Arm Neoverse N-Series and V-Series processors do not implement SMT (Simultaneous Multithreading) technology. When running on an Arm Neoverse processor, every thread always has access to the full resources of the processor. This makes for more predictable execution in a cloud environment, ensures every thread gets full access to processor resources, and provides stronger protection against unintended data leaks between threads.
In a processor that implements SMT technology, each physical processor is divided into two or more logical cores. These logical cores share some resources with each other. For example, a common design shares execution units used for cryptography, video, or AI processing along with other processor structures such as branch predictors, prefetchers, and caches. In an SMT system each logical core has its own registers and a program counter, enabling each logical core to execute an independent execution thread. Typical SMT implementations in the market include Intel’s Hyper-Threading and AMD’s SMT.
When comparing utilization between Arm Neoverse processors and other processor architectures that enable SMT, sometimes it can be the case that Arm appears to show higher CPU usage under a similar light load level. This can give operators the impression that Arm platforms have less headroom available for expansion. In this blog post, we will explore why the "CPU Utilization" metric may be misleading in light load scenarios when comparing systems with and without SMT.

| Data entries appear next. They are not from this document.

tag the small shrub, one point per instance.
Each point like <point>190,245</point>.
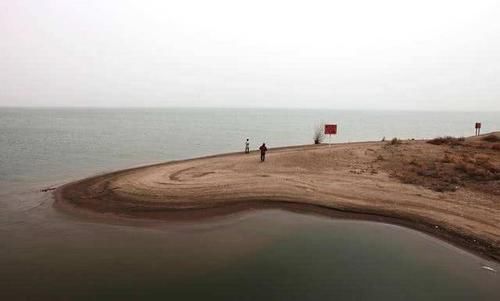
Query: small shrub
<point>491,138</point>
<point>446,140</point>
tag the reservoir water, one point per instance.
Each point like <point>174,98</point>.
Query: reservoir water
<point>46,254</point>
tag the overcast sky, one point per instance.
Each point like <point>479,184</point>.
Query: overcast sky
<point>384,54</point>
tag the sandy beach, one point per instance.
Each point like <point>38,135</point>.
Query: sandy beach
<point>449,189</point>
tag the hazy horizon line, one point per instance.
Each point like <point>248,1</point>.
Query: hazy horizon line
<point>244,108</point>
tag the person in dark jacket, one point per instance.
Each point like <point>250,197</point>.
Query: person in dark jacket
<point>247,147</point>
<point>263,150</point>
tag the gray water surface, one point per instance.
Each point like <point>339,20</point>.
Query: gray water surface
<point>46,254</point>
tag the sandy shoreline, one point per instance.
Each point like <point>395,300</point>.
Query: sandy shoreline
<point>344,180</point>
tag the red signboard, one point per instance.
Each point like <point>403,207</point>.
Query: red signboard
<point>330,129</point>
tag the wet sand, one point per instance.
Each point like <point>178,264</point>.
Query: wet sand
<point>347,180</point>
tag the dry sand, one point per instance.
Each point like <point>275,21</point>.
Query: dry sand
<point>355,179</point>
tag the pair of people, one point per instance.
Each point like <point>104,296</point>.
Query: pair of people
<point>262,148</point>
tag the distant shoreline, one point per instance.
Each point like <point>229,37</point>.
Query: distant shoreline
<point>347,180</point>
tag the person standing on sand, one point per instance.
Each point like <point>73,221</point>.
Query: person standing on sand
<point>263,150</point>
<point>247,147</point>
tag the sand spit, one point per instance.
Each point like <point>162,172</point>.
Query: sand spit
<point>390,182</point>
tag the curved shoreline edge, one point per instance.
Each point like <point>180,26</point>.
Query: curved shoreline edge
<point>99,197</point>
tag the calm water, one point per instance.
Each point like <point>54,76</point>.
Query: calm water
<point>258,255</point>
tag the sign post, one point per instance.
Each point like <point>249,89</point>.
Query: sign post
<point>330,129</point>
<point>478,128</point>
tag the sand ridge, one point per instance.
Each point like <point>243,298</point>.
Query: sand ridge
<point>347,177</point>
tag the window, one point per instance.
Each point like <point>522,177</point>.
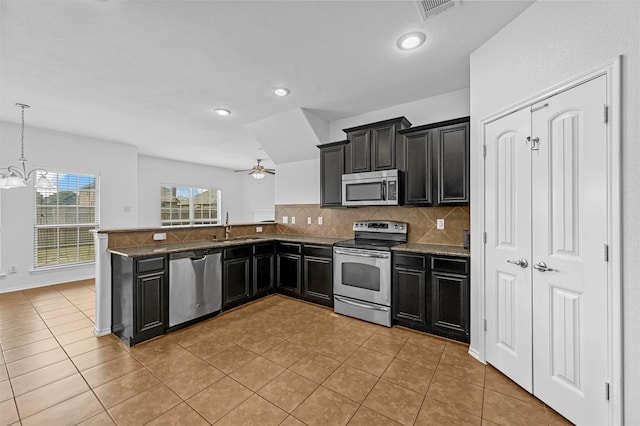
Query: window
<point>65,216</point>
<point>185,206</point>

Linux calculates CPU utilization based on whether the core is working on something or idle. Logical cores in SMT mode share the execution resources of the physical core. In light load situation, logical cores can run at the full speed of a physical core. In this case OS may show low CPU usage. But this does not mean the physical core load is that low because the loads from both logical cores are added to the physical core.
This can make a lightly loaded system look like it has more spare capacity on a SMT system than a system without SMT. For example, consider the following significantly simplified scenario.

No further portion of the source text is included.